It will probably come already supporting 3000 series chips.

No slower than 3200mhz memory (board be lucky to support this speed) because it's a 450 chipset, was built for Zen+ support, more so than Zen2.
But cheap memory is cheap memory. Go with known good brands, and you'll be ok there. Timings, just be sure they are 16-16-16 opposed to 16-17-17 or the like.

Personally, I've always liked Asus boards over MSI. Gigabyte for my second choice. But really any B450 chipset will work fine IMO.


----------



## sepheronx (Dec 14, 2019)

ShrimpBrime said:


> It will probably come already supporting 3000 series chips.
> 
> No slower than 3200mhz memory (board be lucky to support this speed) because it's a 450 chipset, was built for Zen+ support, more so than Zen2.
> But cheap memory is cheap memory. Go with known good brands, and you'll be ok there. Timings, just be sure they are 16-16-16 opposed to 16-17-17 or the like.
> ...



I was thinking all the same but you specify using the 16 timings because AMD ryzen does still have issues with the 15 timings, correct?  Most ram I am looking at is cheap. $85 CAD for RAM isn't too bad, but I am just curious if I may have problems with GSkill ram with these boards?  Gskill Ripjaws V to be specific.

Thanks for the suggestion.  I will also check out some Asus boards.  Got any recommendations?


----------



## GorbazTheDragon (Dec 14, 2019)

AMD can only run even timings for CAS, can't remember for the other timings...

I would say stick to the MSI boards for B450, these are the ones I usually look for.


----------



## ShrimpBrime (Dec 14, 2019)

GorbazTheDragon said:


> AMD can only run even timings for CAS, can't remember for the other timings...



That's not a true statement my friend..





Board is system spec <---


----------



## GorbazTheDragon (Dec 14, 2019)

Seen various symptoms from unstable with 15-15-15=>stable 14-15-15 to reported CAS latency changing up by 1 in certain CPU-Z versions or no difference between 16 and 15 for CAS latency.


----------



## Khonjel (Dec 14, 2019)

I'd take Asrock b450*M* steel legend.
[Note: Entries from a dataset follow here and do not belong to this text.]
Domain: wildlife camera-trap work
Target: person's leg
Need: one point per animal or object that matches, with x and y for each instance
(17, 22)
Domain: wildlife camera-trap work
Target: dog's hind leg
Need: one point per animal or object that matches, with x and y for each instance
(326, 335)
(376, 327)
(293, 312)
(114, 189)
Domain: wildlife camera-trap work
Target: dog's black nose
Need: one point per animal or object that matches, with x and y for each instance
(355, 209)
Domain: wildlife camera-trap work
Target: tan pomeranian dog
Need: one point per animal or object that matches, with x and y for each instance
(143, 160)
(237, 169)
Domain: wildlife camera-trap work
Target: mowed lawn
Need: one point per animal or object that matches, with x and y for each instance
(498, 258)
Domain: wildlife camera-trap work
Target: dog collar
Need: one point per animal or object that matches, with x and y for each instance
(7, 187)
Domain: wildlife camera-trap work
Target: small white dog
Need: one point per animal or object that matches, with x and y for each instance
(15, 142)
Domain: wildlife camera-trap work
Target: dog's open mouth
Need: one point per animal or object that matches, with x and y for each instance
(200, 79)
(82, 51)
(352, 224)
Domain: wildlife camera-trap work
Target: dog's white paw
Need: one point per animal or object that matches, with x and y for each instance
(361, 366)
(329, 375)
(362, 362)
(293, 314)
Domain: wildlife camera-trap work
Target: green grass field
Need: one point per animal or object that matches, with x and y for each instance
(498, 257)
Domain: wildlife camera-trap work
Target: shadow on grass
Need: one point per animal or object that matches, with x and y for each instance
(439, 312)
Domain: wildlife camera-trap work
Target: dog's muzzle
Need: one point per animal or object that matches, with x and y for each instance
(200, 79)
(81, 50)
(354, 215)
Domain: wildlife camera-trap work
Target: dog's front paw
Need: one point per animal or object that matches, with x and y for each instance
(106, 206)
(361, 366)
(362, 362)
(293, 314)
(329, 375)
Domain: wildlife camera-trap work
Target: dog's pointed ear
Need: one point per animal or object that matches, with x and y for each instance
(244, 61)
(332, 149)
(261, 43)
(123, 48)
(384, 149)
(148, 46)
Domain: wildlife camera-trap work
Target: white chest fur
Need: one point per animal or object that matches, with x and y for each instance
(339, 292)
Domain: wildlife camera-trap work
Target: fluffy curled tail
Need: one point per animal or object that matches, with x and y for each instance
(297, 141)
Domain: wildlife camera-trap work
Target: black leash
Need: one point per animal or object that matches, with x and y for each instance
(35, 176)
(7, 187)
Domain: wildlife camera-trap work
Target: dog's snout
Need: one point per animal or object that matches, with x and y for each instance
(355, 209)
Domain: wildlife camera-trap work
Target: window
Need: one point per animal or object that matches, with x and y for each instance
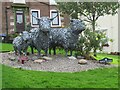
(19, 1)
(56, 21)
(34, 14)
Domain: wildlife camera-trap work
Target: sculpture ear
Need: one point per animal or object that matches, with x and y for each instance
(76, 31)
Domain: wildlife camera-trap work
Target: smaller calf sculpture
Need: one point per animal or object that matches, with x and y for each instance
(21, 43)
(66, 37)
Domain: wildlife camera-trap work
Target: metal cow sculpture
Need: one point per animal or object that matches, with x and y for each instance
(66, 37)
(21, 43)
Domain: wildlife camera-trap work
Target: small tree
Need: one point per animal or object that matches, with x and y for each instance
(90, 10)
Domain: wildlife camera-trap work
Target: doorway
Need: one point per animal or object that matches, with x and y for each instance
(20, 21)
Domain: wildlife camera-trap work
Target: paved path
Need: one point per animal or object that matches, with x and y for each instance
(58, 63)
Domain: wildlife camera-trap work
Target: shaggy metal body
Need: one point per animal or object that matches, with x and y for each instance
(66, 37)
(21, 43)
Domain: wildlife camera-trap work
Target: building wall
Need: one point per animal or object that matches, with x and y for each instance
(43, 7)
(0, 17)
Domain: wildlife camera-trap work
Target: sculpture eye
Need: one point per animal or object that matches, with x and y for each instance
(71, 20)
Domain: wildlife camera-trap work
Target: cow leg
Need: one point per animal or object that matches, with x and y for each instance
(15, 49)
(54, 49)
(39, 52)
(66, 52)
(46, 52)
(50, 51)
(32, 49)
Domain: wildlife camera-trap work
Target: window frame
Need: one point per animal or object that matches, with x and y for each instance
(34, 10)
(59, 19)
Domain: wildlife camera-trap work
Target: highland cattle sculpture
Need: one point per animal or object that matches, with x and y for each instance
(21, 43)
(40, 36)
(66, 37)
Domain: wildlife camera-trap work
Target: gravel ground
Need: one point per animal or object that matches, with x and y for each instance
(59, 63)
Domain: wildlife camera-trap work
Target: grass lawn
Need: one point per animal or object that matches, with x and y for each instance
(116, 58)
(98, 78)
(9, 47)
(5, 47)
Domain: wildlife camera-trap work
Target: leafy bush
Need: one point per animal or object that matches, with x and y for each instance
(91, 41)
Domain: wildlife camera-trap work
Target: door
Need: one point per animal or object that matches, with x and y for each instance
(20, 22)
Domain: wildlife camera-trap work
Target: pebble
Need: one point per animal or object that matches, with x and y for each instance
(72, 58)
(82, 61)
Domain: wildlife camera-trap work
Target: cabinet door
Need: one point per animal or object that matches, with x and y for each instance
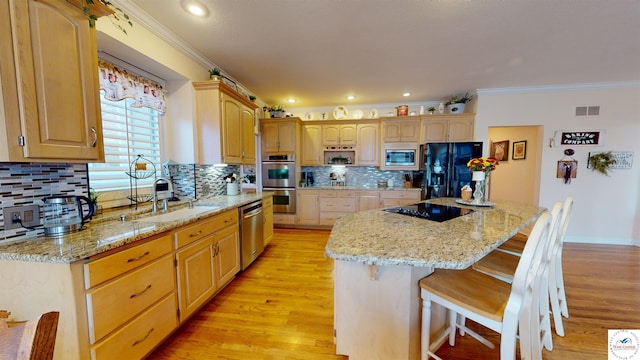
(368, 145)
(311, 145)
(227, 255)
(232, 132)
(461, 130)
(58, 106)
(433, 130)
(270, 135)
(248, 137)
(307, 207)
(267, 212)
(287, 136)
(196, 276)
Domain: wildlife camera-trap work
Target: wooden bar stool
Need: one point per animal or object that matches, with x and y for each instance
(502, 265)
(31, 340)
(488, 301)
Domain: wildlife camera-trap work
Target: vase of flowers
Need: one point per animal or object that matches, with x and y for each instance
(232, 184)
(481, 169)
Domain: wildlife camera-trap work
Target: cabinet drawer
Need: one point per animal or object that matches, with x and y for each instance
(338, 204)
(188, 234)
(329, 218)
(116, 302)
(109, 267)
(141, 335)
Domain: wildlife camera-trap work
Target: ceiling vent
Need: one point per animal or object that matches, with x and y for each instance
(587, 110)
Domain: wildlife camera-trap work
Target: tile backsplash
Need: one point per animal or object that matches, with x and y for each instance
(29, 183)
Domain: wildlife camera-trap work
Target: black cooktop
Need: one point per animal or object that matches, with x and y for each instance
(429, 211)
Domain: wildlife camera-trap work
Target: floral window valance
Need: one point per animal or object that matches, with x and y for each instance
(119, 84)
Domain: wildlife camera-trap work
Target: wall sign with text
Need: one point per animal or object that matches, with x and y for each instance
(580, 137)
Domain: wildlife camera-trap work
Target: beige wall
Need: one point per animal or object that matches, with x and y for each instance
(517, 180)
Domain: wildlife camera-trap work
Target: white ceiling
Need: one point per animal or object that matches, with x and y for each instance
(320, 51)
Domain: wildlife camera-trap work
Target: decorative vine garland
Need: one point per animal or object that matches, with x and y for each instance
(602, 162)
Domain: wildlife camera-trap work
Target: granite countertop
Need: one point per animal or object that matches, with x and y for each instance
(363, 188)
(105, 234)
(376, 237)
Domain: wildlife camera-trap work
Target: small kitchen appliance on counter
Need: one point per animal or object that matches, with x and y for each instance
(64, 214)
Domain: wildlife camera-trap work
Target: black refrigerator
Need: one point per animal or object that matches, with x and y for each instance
(444, 168)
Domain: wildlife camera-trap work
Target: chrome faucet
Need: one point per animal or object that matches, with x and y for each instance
(154, 201)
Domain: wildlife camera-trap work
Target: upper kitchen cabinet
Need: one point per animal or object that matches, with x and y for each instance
(447, 128)
(311, 153)
(339, 135)
(279, 135)
(50, 107)
(224, 125)
(400, 129)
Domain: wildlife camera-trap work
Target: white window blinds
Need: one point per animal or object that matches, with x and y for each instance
(128, 131)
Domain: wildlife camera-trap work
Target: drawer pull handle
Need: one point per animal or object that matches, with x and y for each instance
(139, 257)
(141, 292)
(143, 339)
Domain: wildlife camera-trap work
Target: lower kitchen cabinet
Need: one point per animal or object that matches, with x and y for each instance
(267, 212)
(207, 263)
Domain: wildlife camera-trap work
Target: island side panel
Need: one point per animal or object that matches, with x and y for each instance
(30, 289)
(378, 318)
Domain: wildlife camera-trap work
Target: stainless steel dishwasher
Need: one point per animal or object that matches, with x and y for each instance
(251, 232)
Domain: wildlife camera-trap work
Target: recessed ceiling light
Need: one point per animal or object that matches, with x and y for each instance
(194, 7)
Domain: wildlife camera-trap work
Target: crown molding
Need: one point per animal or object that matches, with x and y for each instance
(556, 88)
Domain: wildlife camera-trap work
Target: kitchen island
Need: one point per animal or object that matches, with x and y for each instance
(121, 287)
(380, 257)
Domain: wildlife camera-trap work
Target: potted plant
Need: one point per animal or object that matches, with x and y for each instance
(97, 8)
(276, 111)
(602, 162)
(456, 103)
(214, 74)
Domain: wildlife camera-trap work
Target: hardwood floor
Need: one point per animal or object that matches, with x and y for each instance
(282, 307)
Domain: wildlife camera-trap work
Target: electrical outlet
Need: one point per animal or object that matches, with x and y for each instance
(29, 215)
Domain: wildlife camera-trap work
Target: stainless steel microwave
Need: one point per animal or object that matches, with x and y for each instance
(400, 157)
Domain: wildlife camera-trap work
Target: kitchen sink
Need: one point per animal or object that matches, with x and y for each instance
(179, 214)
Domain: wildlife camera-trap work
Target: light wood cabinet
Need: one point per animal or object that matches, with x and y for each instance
(267, 212)
(209, 259)
(50, 109)
(398, 197)
(335, 203)
(368, 144)
(307, 211)
(312, 153)
(401, 129)
(224, 125)
(279, 135)
(339, 135)
(447, 128)
(368, 200)
(130, 299)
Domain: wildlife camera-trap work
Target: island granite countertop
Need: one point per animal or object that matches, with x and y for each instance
(376, 237)
(104, 235)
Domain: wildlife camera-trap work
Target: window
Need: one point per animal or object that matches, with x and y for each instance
(128, 131)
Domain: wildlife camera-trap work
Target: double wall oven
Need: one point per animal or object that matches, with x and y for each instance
(279, 177)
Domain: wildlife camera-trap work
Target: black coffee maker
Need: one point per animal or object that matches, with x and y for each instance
(306, 178)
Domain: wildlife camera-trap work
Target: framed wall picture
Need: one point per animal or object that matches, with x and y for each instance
(500, 150)
(519, 150)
More features, better audio etc. etc. Even M Pro4 is better featured than most of the MSl b450 boards except Gaming Pro carbon.


----------



## sepheronx (Dec 14, 2019)

Remember, I'm trying to keep a very strict budget. System has to come to about ~$800 - $900 CAD.  The MSI board I chose is about $114 CAD here and why I chose it is because of the BIOS flashback feature. I would say that yes while most of the bios' should already be updated for all 450 mobos, there is a chance they may not be. And places like memory express will charge $50+ just to update it for you.

Heck, I could even choose the cheaper $80 CAD boards if I could but the VRM's (and lack of passive cooling for them) were very worrying hence why I figure customers using the one I chose got at least a half decent board. Only thing I was ho hum on was the I/O ports or lack of many features.

I usually go through CA.pcpartpicker then I will search sites individually for pricing since I noticed it isn't exactly 100% accurate on who has cheaper prices.

Plus trying to find a half decent case at a good price is a challenge. Especially when case fans are stupid in price for most part.


----------



## ShrimpBrime (Dec 14, 2019)

GorbazTheDragon said:


> Seen various symptoms from unstable with 15-15-15=>stable 14-15-15 to reported CAS latency changing up by 1 in certain CPU-Z versions or no difference between 16 and 15 for CAS latency.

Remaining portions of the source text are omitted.